Have you ever written a computer program, song, article, painted a picture, taken a photo, designed unique jewelry, or other work, and wondered if you should copyright it? There is good news: copyright law, unlike patent law, protects a work as soon as it is fixed in a tangible medium. For example, as soon as an artist paints a picture, the picture is protected by copyright. Now you may wonder, why register the work? There are substantial benefits to registration.
First, registered works enjoy a presumption of copyrightability. Second, if registered prior to an infringement, the copyright owner is entitled to “statutory damages,” a legal minimum amount, even if you cannot prove any monetary damage. Third, the copyright statute provides for attorneys fees for infringement.
You may also wonder about the value of a copyright notice. Since 1989, the notice is not required. Yet, notice is still highly recommended. An example of a notice for a work created in 1999 by ABC Co., Inc., would read as follows:
Copyright 1999 ABC Co., Inc. All Rights Reserved
The “©” or “Copr.” may be used instead of “copyright.” The phrase “All Rights Reserved” is useful but not required.
You apply for registration on a government form. The filing fee is modest ($30). Forms are available from the Copyright Office, including their web site at www.loc.gov/copyright/. There are several forms. The most common are Form TX (for literary works, e.g., articles, computer programs), Form VA (for visual arts, e.g., paintings, logos, blueprints, sculptures), Form SR (for sound recordings, e.g., music, dramatic readings, lectures) and Form PA (for performing arts, e.g., videos, motion pictures). Selecting the right form can range from easy to confusing. For example, what if you create a CD ROM with video, music, literature and still pictures on it? The Copyright web site also has instructions with the forms and “Circulars”, which provide more information.
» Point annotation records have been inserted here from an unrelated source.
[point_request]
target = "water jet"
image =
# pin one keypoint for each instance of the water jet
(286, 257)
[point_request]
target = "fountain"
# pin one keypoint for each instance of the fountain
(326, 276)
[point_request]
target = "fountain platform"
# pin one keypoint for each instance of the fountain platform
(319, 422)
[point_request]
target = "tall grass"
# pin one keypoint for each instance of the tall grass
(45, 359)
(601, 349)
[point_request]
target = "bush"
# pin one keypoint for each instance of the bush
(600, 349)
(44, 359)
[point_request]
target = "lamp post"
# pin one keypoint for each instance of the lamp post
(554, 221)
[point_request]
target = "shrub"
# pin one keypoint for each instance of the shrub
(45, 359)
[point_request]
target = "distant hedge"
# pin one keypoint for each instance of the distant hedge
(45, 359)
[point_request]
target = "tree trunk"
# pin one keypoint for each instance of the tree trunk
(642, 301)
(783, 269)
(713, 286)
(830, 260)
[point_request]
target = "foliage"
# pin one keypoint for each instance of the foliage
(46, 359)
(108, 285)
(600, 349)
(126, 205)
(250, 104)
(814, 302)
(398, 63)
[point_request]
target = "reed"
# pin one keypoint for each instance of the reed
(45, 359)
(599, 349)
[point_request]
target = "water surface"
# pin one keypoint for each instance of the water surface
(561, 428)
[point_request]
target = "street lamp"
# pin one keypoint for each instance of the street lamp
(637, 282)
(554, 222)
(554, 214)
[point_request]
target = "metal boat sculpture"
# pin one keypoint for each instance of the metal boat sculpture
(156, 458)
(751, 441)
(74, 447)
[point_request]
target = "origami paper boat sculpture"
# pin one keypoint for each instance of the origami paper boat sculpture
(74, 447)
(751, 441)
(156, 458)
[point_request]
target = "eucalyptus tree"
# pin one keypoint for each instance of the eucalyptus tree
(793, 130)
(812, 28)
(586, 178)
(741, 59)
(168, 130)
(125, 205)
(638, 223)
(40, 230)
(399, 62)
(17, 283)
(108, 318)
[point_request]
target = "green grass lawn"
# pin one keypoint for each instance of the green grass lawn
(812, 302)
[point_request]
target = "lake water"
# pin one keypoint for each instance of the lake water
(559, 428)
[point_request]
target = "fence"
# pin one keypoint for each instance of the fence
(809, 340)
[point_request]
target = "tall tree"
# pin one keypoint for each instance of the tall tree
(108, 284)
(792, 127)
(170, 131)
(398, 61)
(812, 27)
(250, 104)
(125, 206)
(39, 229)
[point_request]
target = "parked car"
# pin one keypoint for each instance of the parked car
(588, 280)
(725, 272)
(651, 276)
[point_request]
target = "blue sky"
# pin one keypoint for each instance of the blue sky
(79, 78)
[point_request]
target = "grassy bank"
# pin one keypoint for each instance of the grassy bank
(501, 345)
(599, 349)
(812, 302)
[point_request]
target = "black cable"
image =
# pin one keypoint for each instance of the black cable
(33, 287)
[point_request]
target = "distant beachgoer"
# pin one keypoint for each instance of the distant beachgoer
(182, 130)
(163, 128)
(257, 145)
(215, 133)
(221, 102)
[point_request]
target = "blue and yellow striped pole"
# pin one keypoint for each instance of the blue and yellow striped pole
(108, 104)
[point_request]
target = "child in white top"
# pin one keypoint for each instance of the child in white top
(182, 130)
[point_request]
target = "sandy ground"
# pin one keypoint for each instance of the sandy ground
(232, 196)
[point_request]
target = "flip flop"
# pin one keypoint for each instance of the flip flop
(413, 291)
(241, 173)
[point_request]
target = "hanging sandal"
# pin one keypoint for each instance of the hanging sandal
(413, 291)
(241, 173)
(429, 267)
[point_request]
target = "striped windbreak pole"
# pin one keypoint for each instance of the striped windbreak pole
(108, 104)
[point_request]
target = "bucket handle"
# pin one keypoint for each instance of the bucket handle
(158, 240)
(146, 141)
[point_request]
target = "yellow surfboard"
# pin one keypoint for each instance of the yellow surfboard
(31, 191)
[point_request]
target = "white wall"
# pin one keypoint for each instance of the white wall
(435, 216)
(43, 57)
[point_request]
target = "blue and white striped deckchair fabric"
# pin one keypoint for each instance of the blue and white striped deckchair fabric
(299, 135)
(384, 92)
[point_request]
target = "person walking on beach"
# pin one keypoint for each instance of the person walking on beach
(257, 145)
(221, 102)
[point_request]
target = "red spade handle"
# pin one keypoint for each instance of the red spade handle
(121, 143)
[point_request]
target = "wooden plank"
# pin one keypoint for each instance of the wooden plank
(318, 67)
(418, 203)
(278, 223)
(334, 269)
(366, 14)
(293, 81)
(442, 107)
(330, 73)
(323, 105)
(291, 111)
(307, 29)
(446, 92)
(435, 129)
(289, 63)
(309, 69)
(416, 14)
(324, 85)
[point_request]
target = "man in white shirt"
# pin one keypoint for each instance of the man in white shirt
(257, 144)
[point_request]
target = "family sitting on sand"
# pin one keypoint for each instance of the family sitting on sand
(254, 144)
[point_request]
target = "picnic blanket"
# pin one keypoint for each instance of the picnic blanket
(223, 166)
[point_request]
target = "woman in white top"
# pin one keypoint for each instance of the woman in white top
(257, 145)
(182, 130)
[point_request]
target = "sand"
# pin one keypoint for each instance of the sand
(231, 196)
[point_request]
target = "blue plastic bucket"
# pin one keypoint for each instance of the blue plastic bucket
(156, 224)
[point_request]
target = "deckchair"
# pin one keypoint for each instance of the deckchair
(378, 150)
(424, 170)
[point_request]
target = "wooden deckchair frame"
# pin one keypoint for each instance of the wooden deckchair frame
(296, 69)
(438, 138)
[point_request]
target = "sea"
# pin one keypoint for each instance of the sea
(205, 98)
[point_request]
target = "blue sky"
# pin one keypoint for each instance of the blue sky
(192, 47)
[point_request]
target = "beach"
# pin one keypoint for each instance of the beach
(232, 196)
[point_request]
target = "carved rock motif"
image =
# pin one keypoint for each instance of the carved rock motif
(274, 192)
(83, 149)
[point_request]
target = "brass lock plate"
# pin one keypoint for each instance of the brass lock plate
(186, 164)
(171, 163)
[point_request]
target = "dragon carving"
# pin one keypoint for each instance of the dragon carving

Completing the form, like selecting it, can be easy. Yet, challenging issues such as determining the authorship claim can be overlooked. Also, if the work was made by an employee or independent contractor, determining if it is a “work made for hire” is tricky. Other common complications arise if there are prior versions of the work or portions of the work that are taken from other works. The Copyright Office requires that you deposit two copies (one if unpublished) of the “best version.” For proprietary material such as software, how do you deposit copies and still keep secrecy? Another typical software issue is who are the authors if made in part by employees or independent contractors? These issues may be solved by reading circulars, but often require an expert.